Steve Lindsay, a professor in the Department of Biosciences at Durham University, said dogs could potentially be used in public spaces and at ports of entry to identify infected travelers.
"If the research is successful, we could use COVID-19 detection dogs at airports at the end of the epidemic to rapidly identify people carrying the virus," Lindsay said. "This would help prevent the re-emergence of the disease after we have brought the present epidemic under control."
Claire Guest, who is chief executive of Medical Detection Dogs, said the method would provide a valuable addition to the fight against COVID-19 as many countries are experiencing a shortage of testing equipment.
"The aim is that dogs will be able to screen anyone, including those who are asymptomatic and tell us whether they need to be tested," Guest said. "This would be fast, effective and non-invasive and make sure the limited National Health Service testing resources are only used where they are really needed."

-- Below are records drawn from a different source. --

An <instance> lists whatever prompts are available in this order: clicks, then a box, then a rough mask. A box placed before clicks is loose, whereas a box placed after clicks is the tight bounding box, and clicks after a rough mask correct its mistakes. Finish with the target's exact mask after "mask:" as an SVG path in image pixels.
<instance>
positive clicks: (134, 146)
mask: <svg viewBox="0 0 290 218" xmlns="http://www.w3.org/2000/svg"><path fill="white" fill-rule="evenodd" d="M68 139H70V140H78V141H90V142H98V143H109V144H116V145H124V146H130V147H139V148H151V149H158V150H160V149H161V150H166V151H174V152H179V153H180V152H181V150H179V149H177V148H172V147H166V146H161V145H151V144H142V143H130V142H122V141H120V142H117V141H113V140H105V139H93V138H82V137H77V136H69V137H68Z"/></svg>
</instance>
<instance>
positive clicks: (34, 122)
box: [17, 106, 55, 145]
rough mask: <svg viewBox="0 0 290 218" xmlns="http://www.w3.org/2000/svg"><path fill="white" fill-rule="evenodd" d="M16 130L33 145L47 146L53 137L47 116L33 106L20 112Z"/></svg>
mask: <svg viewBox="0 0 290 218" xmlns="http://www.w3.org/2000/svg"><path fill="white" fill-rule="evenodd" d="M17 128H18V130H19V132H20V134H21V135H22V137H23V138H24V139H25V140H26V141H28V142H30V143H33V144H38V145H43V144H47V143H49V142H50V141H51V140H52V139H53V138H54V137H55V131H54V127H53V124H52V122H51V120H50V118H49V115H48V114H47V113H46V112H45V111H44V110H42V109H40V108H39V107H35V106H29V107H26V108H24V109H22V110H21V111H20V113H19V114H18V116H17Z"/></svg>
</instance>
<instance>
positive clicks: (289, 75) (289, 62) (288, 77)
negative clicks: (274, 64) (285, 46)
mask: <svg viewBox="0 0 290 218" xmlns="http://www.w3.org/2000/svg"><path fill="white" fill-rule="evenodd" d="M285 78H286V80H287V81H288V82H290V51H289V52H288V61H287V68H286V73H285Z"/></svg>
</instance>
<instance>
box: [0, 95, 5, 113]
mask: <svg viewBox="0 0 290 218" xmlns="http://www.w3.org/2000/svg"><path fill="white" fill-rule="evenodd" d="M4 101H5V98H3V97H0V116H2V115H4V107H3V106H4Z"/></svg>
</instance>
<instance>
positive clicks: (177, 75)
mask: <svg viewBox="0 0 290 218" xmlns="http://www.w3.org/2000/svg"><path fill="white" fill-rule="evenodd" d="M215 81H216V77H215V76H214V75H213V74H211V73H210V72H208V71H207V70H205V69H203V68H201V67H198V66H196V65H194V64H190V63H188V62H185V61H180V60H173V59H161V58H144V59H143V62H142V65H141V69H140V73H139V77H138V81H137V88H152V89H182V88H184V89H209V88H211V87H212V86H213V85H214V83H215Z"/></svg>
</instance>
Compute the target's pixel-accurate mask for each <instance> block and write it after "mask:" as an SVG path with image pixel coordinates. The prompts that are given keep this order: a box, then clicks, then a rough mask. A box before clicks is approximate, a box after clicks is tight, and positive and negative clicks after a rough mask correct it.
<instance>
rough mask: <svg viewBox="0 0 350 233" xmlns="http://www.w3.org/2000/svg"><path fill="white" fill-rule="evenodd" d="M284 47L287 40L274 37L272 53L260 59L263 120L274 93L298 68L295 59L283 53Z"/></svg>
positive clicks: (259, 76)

The team is set to initiate an intense training program that hopes to have dogs ready in six weeks. Under normal circumstances, it takes between six and eight months for a dog to reach a good level of performance in disease detection, according to the charity.
There have been some cases of dogs and cats testing positive for novel coronavirus, including in Belgium and Hong Kong. However, the Hong Kong Agriculture, Fisheries and Conservation Department said there is no evidence that pets can pass the disease on to humans.